Our projects often involve an aspect of 'co-creation', for example, by bringing climate scientists together with storytellers or artists; or by bringing scientific experts together with policy experts.
- House of Lords' Environment & Climate Change Committee - videos of Dr Kris De Meyer at the evidence session on better communication and how to encourage more climate-friendly behaviours.
The Strategy Room
The Strategy Room is a storytelling project to enable local councils to creatively engage residents on climate change and net zero policies. It moves the focus away from individual behaviour change to the systems change required to enable individual behaviour change.
Fast Familiar, NESTA
August 2022 - onwards
Local Storytelling Exchange
The CAU delivered a training and support programme for journalists and communications specialists on action-based storytelling on climate change.
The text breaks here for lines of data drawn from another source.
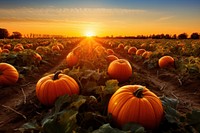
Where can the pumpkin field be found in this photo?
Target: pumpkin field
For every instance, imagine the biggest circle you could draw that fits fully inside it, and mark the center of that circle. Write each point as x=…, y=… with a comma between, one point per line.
x=99, y=85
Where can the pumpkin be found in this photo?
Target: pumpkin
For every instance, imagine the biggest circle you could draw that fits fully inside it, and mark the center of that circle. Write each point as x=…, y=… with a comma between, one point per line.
x=37, y=57
x=71, y=59
x=7, y=46
x=137, y=104
x=111, y=58
x=166, y=61
x=18, y=48
x=146, y=54
x=50, y=87
x=110, y=51
x=0, y=49
x=120, y=46
x=132, y=50
x=120, y=69
x=140, y=51
x=55, y=48
x=60, y=46
x=8, y=74
x=5, y=51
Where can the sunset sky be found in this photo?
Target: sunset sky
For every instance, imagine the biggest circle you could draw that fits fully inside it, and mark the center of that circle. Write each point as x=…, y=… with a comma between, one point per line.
x=100, y=17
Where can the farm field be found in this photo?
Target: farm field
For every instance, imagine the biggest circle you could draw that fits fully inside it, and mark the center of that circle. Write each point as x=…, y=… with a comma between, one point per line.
x=176, y=85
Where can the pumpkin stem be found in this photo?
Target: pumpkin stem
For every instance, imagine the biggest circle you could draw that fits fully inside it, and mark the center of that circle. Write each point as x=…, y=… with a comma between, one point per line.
x=55, y=77
x=138, y=92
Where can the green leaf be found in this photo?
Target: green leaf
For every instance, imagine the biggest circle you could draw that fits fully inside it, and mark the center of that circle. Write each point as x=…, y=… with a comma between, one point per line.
x=64, y=123
x=133, y=127
x=60, y=101
x=106, y=128
x=29, y=126
x=170, y=105
x=111, y=86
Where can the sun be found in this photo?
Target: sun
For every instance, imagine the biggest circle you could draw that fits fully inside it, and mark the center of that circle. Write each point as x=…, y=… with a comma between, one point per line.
x=89, y=33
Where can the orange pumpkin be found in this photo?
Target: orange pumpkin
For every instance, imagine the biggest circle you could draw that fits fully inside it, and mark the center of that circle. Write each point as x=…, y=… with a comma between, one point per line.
x=140, y=51
x=55, y=48
x=120, y=69
x=110, y=51
x=5, y=51
x=166, y=61
x=146, y=54
x=135, y=103
x=120, y=46
x=0, y=49
x=71, y=59
x=132, y=50
x=50, y=87
x=8, y=74
x=111, y=58
x=37, y=57
x=7, y=46
x=60, y=46
x=18, y=48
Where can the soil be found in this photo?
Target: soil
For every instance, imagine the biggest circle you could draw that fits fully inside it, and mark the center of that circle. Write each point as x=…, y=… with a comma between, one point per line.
x=18, y=102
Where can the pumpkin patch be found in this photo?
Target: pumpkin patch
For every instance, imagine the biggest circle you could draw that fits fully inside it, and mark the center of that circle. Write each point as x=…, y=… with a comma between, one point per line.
x=95, y=85
x=135, y=103
x=50, y=87
x=8, y=74
x=120, y=69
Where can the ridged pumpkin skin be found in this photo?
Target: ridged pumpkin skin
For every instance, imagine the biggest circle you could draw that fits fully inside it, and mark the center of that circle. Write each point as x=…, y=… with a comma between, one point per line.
x=71, y=59
x=135, y=103
x=140, y=51
x=120, y=69
x=166, y=61
x=132, y=50
x=8, y=74
x=111, y=58
x=50, y=87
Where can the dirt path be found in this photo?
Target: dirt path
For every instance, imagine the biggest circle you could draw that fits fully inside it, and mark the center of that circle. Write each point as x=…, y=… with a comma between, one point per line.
x=186, y=91
x=18, y=102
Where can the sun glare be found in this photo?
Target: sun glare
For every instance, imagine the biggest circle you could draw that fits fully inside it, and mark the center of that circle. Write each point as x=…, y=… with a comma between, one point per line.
x=89, y=33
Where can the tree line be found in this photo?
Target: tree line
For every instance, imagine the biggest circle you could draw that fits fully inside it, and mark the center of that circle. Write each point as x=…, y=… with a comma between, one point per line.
x=17, y=35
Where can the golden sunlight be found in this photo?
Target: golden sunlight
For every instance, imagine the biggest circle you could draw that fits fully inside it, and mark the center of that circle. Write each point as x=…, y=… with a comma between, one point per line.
x=89, y=33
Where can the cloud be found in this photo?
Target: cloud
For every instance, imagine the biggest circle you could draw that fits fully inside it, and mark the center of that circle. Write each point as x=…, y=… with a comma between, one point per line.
x=165, y=18
x=64, y=14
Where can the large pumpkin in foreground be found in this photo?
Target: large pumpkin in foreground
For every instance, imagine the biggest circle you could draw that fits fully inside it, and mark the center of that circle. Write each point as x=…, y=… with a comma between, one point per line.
x=120, y=69
x=8, y=74
x=137, y=104
x=50, y=87
x=166, y=61
x=71, y=59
This project is supported by the European Climate Foundation.
September 2021 - ongoing
Members of the Climate Action Unit have been involved in a series of public engagement, communication and storytelling projects around climate change and the environment. These were run in collaboration with other partner organisations and have been critical in establishing how the Climate Action Unit develops co-creation interventions, hence their inclusion here.
- Citizen Engagement on the Environment
A large-scale DEFRA-funded project to engage citizens on environmental issues and policies. Members of the Climate Action Unit developed and delivered an engagement training programme bringing together environmental policymakers, scientists and conservation experts.
NatCen Social Research, Involve, National Coordination Centre for Public Engagement, Incredible Oceans, Marine Biological Association, Natural History Consortium
November 2018 - November 2020
- The Future of Our Seas
A NERC-funded public engagement project bringing together marine scientists, public engagement professionals and local artists to co-design innovative and creative engagement activities around the marine environment. Members of the Climate Action Unit developed and delivered the public engagement training and facilitated the co-creation process.
Incredible Oceans, Marine Biological Association, Scottish Association for Marine Science and others
November 2017 - September 2018
- The Future of Our Seas: Marine scientists and creative professionals collaborate for science communication - A paper in Research for All (open access)
- Project website
- Climate Explorers
This NERC-funded pilot project brought climate scientists in co-creation with Fun Kids, a UK children's radio station. The aim was to create a radio series for children which would avoid the usual concern-raising nature of climate stories, and instead make the stories more personal and relatable for the envisaged age range (7-11 year olds). Members of the Climate Action Unit developed and delivered the public engagement training and facilitated the co-creation process.